ISBN 978-3-89812-177-4

Für seinen bereits dritten Band mit authentischen Kriminalfällen hat der Magdeburger Journalist Bernd Kaufholz wieder spannende Fälle ausgesucht, welche die Polizei in Atem hielten oder noch halten. Zusammen mit „echten“ Ermittlern aus Sachsen-Anhalt begibt sich der „Kriminalkommissar ehrenhalber“ auf die Spuren von Mördern, Totschlägern, Räubern und Erpressern.

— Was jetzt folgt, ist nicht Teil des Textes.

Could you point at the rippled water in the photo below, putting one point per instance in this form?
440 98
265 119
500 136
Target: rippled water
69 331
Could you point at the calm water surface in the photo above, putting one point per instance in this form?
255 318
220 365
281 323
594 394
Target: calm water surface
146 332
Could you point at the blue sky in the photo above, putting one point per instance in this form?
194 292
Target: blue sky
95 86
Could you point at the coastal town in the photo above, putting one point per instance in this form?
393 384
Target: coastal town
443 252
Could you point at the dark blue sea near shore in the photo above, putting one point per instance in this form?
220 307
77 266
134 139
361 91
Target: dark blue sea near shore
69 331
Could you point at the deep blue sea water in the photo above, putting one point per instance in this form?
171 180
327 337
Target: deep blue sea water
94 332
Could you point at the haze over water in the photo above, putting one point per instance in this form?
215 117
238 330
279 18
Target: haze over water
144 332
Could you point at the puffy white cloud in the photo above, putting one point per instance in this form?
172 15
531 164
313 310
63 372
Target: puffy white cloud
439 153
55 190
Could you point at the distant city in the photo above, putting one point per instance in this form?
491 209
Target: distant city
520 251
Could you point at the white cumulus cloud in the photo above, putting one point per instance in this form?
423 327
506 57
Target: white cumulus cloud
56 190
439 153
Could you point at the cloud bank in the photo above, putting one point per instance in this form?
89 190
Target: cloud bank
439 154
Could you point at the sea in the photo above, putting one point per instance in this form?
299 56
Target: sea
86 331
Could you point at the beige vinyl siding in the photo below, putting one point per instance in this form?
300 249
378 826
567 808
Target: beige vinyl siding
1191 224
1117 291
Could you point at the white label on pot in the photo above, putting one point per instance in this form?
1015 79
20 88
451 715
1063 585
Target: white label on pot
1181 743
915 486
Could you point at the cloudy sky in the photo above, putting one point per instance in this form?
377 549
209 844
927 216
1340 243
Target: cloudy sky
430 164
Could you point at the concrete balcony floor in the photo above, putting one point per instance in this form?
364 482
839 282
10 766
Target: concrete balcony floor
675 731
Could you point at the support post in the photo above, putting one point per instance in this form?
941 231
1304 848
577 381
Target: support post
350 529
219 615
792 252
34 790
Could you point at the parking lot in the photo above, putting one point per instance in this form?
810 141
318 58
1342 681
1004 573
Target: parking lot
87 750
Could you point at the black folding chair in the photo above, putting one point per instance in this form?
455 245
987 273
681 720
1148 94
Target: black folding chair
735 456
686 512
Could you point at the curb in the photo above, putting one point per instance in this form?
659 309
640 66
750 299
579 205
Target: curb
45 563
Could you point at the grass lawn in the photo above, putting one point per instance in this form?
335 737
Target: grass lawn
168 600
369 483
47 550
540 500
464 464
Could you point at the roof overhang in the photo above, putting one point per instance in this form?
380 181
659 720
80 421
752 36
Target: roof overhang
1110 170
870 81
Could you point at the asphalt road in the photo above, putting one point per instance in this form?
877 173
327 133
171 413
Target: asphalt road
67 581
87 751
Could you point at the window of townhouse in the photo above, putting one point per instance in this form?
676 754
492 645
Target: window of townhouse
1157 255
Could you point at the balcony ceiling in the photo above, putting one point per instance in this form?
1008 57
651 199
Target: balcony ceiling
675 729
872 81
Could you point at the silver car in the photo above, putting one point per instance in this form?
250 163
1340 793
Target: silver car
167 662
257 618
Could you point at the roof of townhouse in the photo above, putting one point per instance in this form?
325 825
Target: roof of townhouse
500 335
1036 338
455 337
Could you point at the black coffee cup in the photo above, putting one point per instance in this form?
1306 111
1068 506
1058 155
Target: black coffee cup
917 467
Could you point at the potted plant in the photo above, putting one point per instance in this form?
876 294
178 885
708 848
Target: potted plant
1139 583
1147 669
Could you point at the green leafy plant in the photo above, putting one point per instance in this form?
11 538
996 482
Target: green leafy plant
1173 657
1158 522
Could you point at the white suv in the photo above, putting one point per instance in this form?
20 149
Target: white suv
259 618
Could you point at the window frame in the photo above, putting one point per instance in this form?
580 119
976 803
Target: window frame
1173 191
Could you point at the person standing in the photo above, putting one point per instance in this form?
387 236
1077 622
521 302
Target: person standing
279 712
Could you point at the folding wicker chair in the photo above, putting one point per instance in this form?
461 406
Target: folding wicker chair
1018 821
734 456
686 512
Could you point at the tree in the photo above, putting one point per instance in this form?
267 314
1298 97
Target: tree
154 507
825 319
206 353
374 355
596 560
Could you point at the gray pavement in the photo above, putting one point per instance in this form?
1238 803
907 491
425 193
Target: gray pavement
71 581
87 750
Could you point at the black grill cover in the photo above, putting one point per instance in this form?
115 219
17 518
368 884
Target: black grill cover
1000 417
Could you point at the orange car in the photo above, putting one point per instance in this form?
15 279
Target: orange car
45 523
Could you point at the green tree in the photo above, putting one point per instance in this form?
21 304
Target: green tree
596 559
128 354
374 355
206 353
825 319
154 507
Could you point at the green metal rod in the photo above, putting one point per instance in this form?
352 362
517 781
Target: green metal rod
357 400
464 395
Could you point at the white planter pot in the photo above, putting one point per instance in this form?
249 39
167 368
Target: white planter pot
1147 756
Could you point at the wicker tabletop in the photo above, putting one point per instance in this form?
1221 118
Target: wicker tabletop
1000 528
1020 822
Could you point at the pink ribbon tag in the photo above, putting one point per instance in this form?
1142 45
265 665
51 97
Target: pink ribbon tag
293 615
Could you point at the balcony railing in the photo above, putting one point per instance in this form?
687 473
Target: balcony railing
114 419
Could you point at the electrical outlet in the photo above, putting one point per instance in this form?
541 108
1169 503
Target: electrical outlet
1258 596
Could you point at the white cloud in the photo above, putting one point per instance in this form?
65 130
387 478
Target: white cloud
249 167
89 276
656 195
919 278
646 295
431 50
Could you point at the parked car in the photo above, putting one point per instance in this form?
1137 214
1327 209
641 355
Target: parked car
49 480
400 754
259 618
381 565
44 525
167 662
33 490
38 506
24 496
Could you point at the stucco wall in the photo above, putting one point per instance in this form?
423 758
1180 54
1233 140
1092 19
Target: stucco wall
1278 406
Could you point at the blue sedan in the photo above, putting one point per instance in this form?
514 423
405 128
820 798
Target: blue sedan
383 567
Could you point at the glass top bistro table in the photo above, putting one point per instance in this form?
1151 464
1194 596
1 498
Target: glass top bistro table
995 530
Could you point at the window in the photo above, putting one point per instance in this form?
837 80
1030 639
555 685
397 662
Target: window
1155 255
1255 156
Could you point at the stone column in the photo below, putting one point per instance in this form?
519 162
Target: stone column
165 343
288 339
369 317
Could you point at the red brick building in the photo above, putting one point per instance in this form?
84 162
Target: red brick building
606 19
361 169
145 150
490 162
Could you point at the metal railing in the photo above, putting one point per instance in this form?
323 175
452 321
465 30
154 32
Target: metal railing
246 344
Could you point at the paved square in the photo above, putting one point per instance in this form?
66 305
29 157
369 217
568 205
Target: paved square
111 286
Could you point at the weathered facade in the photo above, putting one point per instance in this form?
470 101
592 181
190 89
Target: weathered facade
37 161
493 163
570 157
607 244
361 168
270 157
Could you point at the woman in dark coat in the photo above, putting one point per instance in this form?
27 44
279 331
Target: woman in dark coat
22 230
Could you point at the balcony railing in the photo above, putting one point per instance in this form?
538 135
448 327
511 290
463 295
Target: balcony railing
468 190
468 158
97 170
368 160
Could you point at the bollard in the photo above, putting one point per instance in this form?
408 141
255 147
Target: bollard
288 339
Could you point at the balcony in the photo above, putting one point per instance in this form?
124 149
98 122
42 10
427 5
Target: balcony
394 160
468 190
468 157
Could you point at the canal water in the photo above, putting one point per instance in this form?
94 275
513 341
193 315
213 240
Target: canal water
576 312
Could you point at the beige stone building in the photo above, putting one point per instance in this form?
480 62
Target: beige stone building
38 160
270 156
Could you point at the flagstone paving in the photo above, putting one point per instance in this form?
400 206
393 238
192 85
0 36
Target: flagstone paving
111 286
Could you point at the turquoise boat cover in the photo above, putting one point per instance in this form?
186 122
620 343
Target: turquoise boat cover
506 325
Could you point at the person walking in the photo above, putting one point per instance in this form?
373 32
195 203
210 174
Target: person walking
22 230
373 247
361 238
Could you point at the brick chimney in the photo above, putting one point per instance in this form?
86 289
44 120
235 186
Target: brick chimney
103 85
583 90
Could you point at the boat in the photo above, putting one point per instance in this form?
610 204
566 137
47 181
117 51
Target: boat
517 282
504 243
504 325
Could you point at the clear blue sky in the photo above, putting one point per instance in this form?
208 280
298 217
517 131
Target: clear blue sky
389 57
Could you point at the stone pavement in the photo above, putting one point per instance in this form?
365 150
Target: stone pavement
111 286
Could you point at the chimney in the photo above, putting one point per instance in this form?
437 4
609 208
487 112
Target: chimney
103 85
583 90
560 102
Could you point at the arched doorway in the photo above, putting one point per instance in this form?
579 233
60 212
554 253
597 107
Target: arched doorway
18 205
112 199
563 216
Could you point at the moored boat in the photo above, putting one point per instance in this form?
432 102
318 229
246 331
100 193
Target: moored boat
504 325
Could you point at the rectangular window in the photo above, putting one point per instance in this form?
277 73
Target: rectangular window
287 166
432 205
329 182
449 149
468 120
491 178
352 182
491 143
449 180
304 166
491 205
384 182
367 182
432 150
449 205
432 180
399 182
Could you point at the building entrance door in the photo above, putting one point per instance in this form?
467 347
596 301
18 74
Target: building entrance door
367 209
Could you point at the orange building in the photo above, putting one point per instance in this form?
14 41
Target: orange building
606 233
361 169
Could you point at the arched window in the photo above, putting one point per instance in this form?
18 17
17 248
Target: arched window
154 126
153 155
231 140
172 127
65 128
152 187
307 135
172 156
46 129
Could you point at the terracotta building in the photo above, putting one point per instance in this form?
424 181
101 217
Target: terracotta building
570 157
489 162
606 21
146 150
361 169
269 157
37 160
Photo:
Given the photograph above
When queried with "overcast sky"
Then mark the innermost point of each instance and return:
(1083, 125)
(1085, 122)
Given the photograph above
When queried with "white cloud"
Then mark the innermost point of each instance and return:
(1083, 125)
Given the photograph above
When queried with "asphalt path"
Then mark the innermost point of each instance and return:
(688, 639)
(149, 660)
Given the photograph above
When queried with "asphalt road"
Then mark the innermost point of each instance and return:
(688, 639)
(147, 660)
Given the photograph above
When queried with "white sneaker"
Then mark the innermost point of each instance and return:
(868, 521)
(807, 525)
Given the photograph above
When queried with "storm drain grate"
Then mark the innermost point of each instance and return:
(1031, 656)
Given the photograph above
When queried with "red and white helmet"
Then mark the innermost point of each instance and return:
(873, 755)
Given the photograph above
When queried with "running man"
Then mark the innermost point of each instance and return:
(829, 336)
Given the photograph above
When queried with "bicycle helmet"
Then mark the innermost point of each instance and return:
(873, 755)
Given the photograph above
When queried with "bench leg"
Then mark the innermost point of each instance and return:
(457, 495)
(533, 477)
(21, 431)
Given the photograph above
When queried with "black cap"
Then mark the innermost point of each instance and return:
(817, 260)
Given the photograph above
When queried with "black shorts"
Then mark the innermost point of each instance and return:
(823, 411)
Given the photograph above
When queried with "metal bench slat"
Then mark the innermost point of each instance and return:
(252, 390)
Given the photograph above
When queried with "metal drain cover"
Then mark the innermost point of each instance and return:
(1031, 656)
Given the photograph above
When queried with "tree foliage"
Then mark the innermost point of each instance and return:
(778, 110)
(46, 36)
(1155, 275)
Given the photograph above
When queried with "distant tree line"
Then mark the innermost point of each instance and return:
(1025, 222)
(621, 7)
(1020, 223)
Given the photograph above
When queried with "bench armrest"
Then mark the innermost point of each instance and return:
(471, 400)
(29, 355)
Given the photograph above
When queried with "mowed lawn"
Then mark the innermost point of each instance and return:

Soweit aus der Verlagsankündigung: http://www.mitteldeutscherverlag.de/inde...uemart&Itemid=1
Auf http://erichs-kriminalarchiv.npage.de/2-...n_93747045.html (etwa in der Mitte) fand ich nun eine 'Lese-Probe', die ich dem Forum hier, wenn aus verständlichen Gründen nur auszugsweise, nicht vorenthalten möchte:

Als Michael Leonidowitsch Krupsky am 12. Februar 1982 den Brief seiner Verlobten gelesen hat, bricht für den Fähnrich der sowjetischen Motschützen-Einheit in der Magdeburger Herrenkrug-Kaserne eine Welt zusammen. Der Satz: Es ist aus.
[...]
Auf dem Kasernenhof marschieren Trupps in Reih und Glied zum Abendessen. Krupsky schießt sich den Weg mit der Kalaschnikow frei tötet zwei Kameraden, verletzt weiter schwer. Der Fähnrich, der nach den ersten MPi-Salven vollends die Kontrolle über sich verloren hat, erreicht die Torwache. Er jagt ein Magazin ins Wachhäuschen. Zwei Soldaten sind auf der Stelle tot. Dann läuft der Fähnrich der GSSD (Gruppe der sowjetischen Streitkräfte in Deutschland) über das Übungsgelände hinter der Kaserne Richtung Berliner Chaussee.
[...]
Doch in Höhe des Stadions Neue Welt taucht der Gesuchte plötzlich rechts auf, erzählt der heutige Vorruheständler. Aber auf dieser Seite waren Lada-Fenster und Tür gesichert. Für die Russen kein Hindernis. Sie feuerten durch das geschlossene Autofenster. Es ist 18:50 Uhr. Fähnrich Krupsky wird am Bein getroffen, schafft es jedoch, sich in einem Gebüsch auf der anderen Straßenseite zu verstecken.
[...]
Kurz darauf sperren sowjetische Panzer die Berliner Chaussee weiträumig ab.
[...]
Der Fähnrich hatte auf einem Stuhl gesessen, um sich die Beinwunde zu verbinden. Nach der ersten MPi-Garbe entsichert er eine Handgranate. In dem Moment, als er sie auf die Verfolger werfen wollte, trafen ihn drei Schüsse in die Brust. Die Granate fiel hinter den Stuhl und explodierte. Sie zerfetzte die Beine Krupskys.
Dass es keine Toten und Verletzten unter den Diskobesuchern gibt, ist wahrscheinlich nur der Tatsache zu verdanken, dass die Wintermäntel in der Garderobe die Splitter abfangen.
[...]
Michail Krupsky wird später in das sowjetische Militärlazarett von Magdeburg gebracht. Nach einem viertel Jahr, als er halbwegs genesen ist, wird er standrechtlich erschossen.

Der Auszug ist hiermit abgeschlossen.